Yeung et al. PNAS 2011 Network inference from diverse genomics data: Interactions among genes and their gene products comprise a regulatory network. The goal of network inference is to generate testable hypotheses of gene-to-gene influences and subsequently design bench experiments to confirm network predictions. In the November 2011 issue of PNAS, Yeung and colleagues presented a methodology to construct gene regulatory networks from time series expression data in yeast, integrating various types of external biological knowledge available from public repositories. We generated microarray data measuring time-dependent gene-expression levels in 95 genotyped yeast segregants subjected to a drug perturbation. Our algorithm is capable of generating feedback loops and we showed that the inferred network recovered existing and novel regulatory relationships. In addition, we generated independent microarray data on selected deletion mutants to prospectively test network predictions. Related work: BMC Systems Biology 2012, BMC Systems Biology 2014, bioRxiv 099036

Nov 2013: Our proposal "Inference of Gene Networks Studying Human Cancers On The Cloud" won Microsoft's Windows Azure for Research Award.

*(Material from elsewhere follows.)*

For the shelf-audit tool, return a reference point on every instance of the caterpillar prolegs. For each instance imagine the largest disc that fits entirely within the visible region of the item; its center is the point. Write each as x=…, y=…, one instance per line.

Yeung et al. Bioinformatics 2012 From computational discoveries to translational research: The development of genetic predictors of clinical outcomes contributes to risk assessment in personalized medicine. In collaboration with Dr. Jerry Radich and Dr. Vivian Oehler at the Fred Hutchinson Cancer Research Center, we aim to develop computational models that can predict patient responses to therapy at diagnosis, which allow us to tailor therapy to individual patients of chonic myeloid leukemia (CML). We have previously applied Bayesian Model Averaging to a gene expression data studying the progression of CML, and identified 6 predictive genes in Blood 2009. Building on this work, we developed a network-driven approach that uses expert knowledge and predicted functional relationships to guide our search for signature genes in the March 2012 issue of Bioinformatics. We showed that our gene signatures of advanced phase CML are predictive of relapse even after adjustment for known risk factors associated with transplant outcomes.


Pattern discovery and feature selection: I have also contributed to the development and application of pattern discovery and feature selection in computational biology, including clustering algorithms and supervised learning methods.